I just finished a multi-month contract in which I developed two courses for a client. Throughout the project I took a few notes that I wanted to share with fellow writers and with potential clients about some best practices when it comes to writing lesson plans.
Writing lesson plans requires an identification with the audience. As I wrote instructions, I had specific past students in mind.
This led to the use of active words for the text, just as I always use active words in my lectures. These grab the students’ attention. They are accustomed to listening for these trigger words that mean that I, as the teacher, am requiring something of them.
It also helped me to keep scenarios and instructions general enough to pertain to different students. Or, if these items could not be made general, having past students in my head as an example helped me to make sure that the scenarios or instructions I wrote were relevant and applicable to different populations.

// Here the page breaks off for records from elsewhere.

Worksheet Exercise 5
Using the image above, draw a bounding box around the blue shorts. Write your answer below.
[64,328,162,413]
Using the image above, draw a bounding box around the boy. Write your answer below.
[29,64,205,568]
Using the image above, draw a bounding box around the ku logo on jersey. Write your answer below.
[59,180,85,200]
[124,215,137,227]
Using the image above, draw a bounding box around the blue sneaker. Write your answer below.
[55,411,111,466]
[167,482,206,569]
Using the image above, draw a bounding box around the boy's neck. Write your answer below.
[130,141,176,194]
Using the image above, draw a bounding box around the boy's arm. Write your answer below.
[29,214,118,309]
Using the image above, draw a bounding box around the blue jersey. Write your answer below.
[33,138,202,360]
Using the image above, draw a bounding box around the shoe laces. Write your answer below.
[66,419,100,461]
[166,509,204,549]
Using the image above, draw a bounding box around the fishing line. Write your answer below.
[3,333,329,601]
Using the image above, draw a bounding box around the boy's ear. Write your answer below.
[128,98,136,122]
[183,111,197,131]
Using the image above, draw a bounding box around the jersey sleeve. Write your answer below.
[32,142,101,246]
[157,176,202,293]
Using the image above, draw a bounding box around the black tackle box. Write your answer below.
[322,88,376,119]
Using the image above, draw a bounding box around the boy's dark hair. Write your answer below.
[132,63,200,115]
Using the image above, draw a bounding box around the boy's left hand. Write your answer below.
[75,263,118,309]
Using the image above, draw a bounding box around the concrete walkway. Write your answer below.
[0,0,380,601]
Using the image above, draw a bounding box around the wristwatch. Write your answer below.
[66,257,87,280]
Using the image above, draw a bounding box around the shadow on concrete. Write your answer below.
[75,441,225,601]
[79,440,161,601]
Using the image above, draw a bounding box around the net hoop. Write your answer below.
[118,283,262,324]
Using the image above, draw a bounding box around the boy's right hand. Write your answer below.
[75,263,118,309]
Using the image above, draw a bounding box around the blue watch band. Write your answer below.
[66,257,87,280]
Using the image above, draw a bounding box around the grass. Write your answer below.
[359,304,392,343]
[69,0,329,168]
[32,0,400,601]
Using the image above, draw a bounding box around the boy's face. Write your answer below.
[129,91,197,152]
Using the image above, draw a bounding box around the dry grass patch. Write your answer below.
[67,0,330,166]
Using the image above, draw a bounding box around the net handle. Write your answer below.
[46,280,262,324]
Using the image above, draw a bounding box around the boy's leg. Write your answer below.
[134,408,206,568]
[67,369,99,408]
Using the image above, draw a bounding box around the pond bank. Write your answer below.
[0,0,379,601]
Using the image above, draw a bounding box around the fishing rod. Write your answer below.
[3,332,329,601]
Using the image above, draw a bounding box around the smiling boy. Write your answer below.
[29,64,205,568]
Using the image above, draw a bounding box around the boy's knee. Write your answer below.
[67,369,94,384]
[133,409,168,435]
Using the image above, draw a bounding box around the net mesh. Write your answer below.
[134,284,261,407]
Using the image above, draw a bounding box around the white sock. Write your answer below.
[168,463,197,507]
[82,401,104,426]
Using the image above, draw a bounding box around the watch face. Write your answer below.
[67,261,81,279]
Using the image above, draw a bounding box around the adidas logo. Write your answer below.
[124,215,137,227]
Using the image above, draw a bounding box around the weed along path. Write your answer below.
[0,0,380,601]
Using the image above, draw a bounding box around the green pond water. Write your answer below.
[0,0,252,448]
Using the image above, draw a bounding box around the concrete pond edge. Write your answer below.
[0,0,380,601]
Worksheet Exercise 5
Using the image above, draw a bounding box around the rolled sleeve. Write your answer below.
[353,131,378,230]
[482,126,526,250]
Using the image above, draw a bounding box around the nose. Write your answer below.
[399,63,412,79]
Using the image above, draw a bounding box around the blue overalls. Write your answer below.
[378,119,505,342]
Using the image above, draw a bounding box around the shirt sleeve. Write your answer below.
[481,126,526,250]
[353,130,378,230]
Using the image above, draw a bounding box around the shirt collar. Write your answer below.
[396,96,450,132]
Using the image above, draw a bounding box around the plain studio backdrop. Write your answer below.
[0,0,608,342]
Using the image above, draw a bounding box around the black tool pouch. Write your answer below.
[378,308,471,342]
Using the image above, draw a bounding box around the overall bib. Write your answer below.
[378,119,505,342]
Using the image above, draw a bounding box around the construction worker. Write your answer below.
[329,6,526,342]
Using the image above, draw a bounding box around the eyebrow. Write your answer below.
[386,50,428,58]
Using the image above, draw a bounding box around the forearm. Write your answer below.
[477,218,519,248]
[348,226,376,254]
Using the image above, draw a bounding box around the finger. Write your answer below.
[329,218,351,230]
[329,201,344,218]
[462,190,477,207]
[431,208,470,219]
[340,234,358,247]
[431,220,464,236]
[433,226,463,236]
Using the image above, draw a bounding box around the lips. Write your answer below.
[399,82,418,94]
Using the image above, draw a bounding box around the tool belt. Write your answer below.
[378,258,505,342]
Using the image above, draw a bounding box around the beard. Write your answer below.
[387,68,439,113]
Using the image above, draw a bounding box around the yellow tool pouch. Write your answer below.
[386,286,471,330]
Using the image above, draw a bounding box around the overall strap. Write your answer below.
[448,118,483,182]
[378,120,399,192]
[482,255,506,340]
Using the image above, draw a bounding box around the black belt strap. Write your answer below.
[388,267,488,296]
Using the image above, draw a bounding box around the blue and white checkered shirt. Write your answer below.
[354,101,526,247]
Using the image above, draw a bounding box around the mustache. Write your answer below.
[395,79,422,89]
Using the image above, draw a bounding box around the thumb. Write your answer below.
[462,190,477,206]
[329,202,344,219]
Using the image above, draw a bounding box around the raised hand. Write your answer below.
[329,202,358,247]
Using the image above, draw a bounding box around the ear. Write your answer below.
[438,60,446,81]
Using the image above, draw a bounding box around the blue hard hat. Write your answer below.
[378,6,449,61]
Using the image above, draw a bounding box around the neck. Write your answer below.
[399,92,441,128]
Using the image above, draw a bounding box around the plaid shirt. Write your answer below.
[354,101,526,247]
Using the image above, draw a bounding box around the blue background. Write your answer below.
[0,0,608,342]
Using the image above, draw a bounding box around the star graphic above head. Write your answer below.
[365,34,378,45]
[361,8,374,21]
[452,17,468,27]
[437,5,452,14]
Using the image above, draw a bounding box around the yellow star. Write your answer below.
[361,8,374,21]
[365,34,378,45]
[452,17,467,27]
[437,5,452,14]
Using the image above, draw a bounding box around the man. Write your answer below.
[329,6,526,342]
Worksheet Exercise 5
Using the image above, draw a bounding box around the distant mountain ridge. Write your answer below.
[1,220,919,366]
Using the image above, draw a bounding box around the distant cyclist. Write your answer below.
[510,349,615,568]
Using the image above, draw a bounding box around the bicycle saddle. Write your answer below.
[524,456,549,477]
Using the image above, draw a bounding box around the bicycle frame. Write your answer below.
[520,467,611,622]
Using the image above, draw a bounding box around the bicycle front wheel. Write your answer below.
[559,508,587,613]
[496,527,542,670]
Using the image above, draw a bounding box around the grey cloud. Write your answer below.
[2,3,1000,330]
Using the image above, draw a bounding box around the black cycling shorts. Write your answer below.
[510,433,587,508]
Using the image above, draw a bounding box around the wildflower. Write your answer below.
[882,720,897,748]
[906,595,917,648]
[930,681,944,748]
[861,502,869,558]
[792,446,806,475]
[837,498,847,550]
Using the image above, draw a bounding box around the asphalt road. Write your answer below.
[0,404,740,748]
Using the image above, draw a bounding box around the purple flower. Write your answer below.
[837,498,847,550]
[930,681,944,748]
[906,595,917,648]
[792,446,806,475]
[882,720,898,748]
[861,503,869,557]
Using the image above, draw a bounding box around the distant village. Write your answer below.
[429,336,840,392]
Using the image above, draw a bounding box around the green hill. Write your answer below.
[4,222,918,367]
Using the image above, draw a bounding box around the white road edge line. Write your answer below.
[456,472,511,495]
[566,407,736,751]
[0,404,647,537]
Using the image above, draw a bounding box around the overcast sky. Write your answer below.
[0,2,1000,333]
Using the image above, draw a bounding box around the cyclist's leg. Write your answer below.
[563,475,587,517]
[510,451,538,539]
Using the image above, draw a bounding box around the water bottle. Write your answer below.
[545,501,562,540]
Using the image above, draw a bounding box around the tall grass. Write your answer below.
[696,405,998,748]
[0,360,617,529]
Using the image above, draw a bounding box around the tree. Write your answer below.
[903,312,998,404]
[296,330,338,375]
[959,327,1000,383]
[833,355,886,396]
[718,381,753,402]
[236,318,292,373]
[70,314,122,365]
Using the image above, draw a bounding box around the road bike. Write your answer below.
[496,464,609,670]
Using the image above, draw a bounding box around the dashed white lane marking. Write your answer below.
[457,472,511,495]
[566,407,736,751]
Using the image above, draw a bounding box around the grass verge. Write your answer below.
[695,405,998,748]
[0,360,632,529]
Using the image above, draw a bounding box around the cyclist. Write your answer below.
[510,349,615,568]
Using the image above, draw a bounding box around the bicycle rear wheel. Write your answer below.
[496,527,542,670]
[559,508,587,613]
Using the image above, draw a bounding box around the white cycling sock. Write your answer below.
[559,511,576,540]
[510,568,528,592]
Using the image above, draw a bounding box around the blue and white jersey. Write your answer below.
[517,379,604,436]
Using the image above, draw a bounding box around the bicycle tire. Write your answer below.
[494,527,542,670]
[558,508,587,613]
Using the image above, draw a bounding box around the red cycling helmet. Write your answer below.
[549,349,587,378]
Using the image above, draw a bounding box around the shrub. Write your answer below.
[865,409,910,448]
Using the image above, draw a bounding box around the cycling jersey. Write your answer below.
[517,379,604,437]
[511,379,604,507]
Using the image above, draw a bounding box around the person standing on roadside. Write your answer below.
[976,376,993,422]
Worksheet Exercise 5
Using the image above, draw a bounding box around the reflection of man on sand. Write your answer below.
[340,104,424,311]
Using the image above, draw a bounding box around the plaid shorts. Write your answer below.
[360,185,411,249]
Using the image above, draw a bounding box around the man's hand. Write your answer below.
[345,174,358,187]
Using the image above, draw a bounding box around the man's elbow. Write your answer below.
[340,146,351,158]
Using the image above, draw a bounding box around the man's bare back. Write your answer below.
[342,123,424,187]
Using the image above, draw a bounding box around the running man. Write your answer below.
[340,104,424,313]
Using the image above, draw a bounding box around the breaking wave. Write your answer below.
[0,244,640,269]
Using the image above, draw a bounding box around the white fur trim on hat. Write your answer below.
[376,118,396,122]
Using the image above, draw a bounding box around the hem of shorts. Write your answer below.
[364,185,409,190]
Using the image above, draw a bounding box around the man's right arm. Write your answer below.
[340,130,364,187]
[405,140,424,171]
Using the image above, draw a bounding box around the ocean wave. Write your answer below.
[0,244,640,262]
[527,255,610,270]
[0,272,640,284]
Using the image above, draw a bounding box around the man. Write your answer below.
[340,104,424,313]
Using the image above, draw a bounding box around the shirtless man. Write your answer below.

I was often able to actively practice being welcoming to and inclusive of many different types of students. Being the mother of two children who identify heavily as Latino, I know they treasure school work and books that reflect them. Being the teacher of some absolutely amazing students of different backgrounds, I know that I want them to understand that someone out there somewhere treasures them and seeks to understand their experience as best as possible- even a little. In that vein, I was able to write in ways that reflected many different kinds of student situations. For example, I was careful when writing “parents,” often substituting it for “family members.” In writing scenarios, I was careful to use many different kinds of names that hopefully reflected the variety of ethnicity and gender that the future students will come from.
This project allowed writers to refer to resources that we chose ourselves. This means that I was able to practice and demonstrate to students what kind of resources are trustworthy and worthwhile to them. In past classes, I’ve repeatedly admonished students to choose well when it comes to online research. This project allowed me to practice what I preach- that is, to serve as an example and to show the many incredible resources available “out there.”
Writing lesson plans is a great outlet for writers who have the K-12 background and practice knowledge. As I noted above, you can draw on past teaching experiences, but the medium- writing lessons “blind”- has it’s own challenges. Use my hints to give your client the best copy possible! And clients, be sure that any writer you hire understands these concepts. Your future students stand to benefit!